Absolutely, you are correct - the papers does not describe SHA256 as broken, but it is one step of many on the path for SHA256 to become broken in the future - which is in reply to your earlier comment:

> You're proposing to add extra complexity for some hypothetical scenario that is unlikely to happen


> but it is one step of many on the path for SHA256 to become broken in the future

I disagree. It's evidence that the given path is not fruitful for breaking SHA256 in the future. When numerous researchers worldwide have attacked a function, and only broken X out of N rounds, for X << N, and future research hasn't been able to improve X for years, that's pretty good evidence that the technique used isn't going to continue to apply for more rounds. The existence of a multi-billion dollar bug bounty for breaking SHA256 (Bitcoin) that's gone unclaimed for years is further evidence that it's quite strong.


I do not believe that the practical demonstration of a sha1 collision by google contributed at all to any potential future break of sha256.


unlikely ? all methods are broken eventualy when compute becomes faster


This is not true. Modern cryptography is not breakable via brute force any more, nor will it ever be. You can prove that the amount of energy required assuming a thermodynamically ideal computer is more than will ever be available in our galaxy, with classical computing.

Breaks of symmetric crypto or hashes that are practical require an actual cryptographic weakness, whose existence is not a given.

Then there's quantum computing, but that also doesn't break symmetric crypto outright, it just makes it weaker. I'm not sure if anyone has run the math, but we'd probably still be talking galaxy sized quantum computers to get anywhere.

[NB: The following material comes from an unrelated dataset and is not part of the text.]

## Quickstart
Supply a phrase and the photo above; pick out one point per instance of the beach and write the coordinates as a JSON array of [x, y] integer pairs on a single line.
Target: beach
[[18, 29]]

>Modern cryptography is not breakable via brute force any more

Specifically, modern symmetric crypto (and hashing which is a related but different thing) is fine. It's public-key crypto that has always been the worry thanks to Shor's Algorithm, and all modern widely used crypto there is indeed vulnerable if an actual scalable general quantum computer could be constructed. There are a variety of post-quantum cryptographic algorithms under development including some ones that would be ugly slow but likely effective bandaids if required, but that's still a not totally unreasonable concern for certain threat profiles. But yes GP was totally wrong about "all methods are broken when compute becomes faster".

>I'm not sure if anyone has run the math

"The math" here is just Grover's Algorithm, that lowers the cost of generic brute forcing to O(sqrt(n)). So a 128-bit symmetric key could be cracked on average like 2^64 or a 256-bit key like 2^128. Obviously this is utterly trivially countered by doubling the exponent. Even 2^128 is still ridiculous, and going to a 512-bit key brings us right back to 2^256 which is impossible. 128-bit keys should indeed be phased out entirely (and that seems to be well on the way anyway), and perhaps 256-bit too at some point (even if it's only the very paranoid or very long termers, it's also not big stretch on modern hardware at all, so eh), but fundamentally yes symmetric crypto is fine.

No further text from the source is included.